Friday, June 07, 2019

Friday Morning Links

Assorted content to end your week.

- Justin Fisher laments the fact that we're still talking about first steps toward combating a climate crisis after decades of understanding the problem. Jake Woodier points out that Brexit has been the UK's recent distraction from the most important issue facing humanity. And Joseph Stiglitz is the latest to compare a Green New Deal to avert climate breakdown with the scale and urgency of a wartime mobilization:
When the US was attacked during the second world war no one asked, “Can we afford to fight the war?” It was an existential matter. We could not afford not to fight it. The same goes for the climate crisis. Here, we are already experiencing the direct costs of ignoring the issue – in recent years the country has lost almost 2% of GDP in weather-related disasters, which include floods, hurricanes, and forest fires. The cost to our health from climate-related diseases is just being tabulated, but it, too, will run into the tens of billions of dollars – not to mention the as-yet-uncounted number of lives lost. We will pay for climate breakdown one way or another, so it makes sense to spend money now to reduce emissions rather than wait until later to pay a lot more for the consequences – not just from weather but also from rising sea levels. It’s a cliche, but it’s true: an ounce of prevention is worth a pound of cure.

The war on the climate emergency, if correctly waged, would actually be good for the economy – just as the second world war set the stage for America’s golden economic era , with the fastest rate of growth in its history amidst shared prosperity. The Green New Deal would stimulate demand, ensuring that all available resources were used; and the transition to the green economy would likely usher in a new boom. Trump’s focus on the industries of the past, like coal, is strangling the much more sensible move to wind and solar power. More jobs by far will be created in renewable energy than will be lost in coal.
The mobilization efforts of the second world war transformed our society. We went from an agricultural economy and a largely rural society to a manufacturing economy and a largely urban society. The temporary liberation of women as they entered the labor force so the country could meet its war needs had long-term effects. This is the advocates’ ambition, a not unrealistic one, for the Green New Deal.

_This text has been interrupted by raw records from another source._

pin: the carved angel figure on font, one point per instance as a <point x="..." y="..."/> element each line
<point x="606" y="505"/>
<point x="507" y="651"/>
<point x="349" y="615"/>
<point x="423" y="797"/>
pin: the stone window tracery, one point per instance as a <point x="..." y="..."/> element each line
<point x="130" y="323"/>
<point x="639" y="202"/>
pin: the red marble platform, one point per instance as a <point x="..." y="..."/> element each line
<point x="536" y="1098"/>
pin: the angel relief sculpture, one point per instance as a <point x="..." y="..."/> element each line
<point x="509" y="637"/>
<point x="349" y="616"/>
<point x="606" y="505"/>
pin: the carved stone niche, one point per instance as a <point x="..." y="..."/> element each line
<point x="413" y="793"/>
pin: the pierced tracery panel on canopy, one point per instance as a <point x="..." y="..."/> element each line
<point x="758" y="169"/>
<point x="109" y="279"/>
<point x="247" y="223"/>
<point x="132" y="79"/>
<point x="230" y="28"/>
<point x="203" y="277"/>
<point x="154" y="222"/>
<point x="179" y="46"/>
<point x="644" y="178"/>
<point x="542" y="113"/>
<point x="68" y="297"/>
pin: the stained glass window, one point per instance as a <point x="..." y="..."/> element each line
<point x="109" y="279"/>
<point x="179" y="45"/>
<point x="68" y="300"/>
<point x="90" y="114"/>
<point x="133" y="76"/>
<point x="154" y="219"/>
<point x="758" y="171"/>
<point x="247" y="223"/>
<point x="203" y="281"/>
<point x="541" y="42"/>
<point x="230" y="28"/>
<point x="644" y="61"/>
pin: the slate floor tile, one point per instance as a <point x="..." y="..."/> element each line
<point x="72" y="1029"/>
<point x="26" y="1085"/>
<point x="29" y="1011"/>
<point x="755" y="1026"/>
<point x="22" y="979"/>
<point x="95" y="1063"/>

There is absolutely no reason the innovative and green economy of the 21st century has to follow the economic and social models of the 20th-century manufacturing economy based on fossil fuels, just as there was no reason that that economy had to follow the economic and social models of the agrarian and rural economies of earlier centuries.
- But if we needed a reminder of the ease with which serious dangers to the public get ignored or forgotten, Benjamin Kentish notes that tens of thousands of Britons still live in buildings covered in the same material which caused the spread of the devastating Grenfell Tower fire.

- Rafferty Baker reports on research showing how harm reduction steps are reducing the still-alarming number of deaths caused by opioids. And Barbara Krantz points out that as serious as the opioid crisis is, far more people die due to alcohol - even as Canada's right makes it a core policy to try to push people to drink more.

- Trade Justice Network Canada discusses how the new NAFTA is anything but progressive - no matter what talking points the Trudeau Libs use in trying to push it through.

- And finally, Paul Romer suggests that a tax on targeted advertising could both raise revenue, and reduce the amount of user tracking that contributes to hidden dangers online.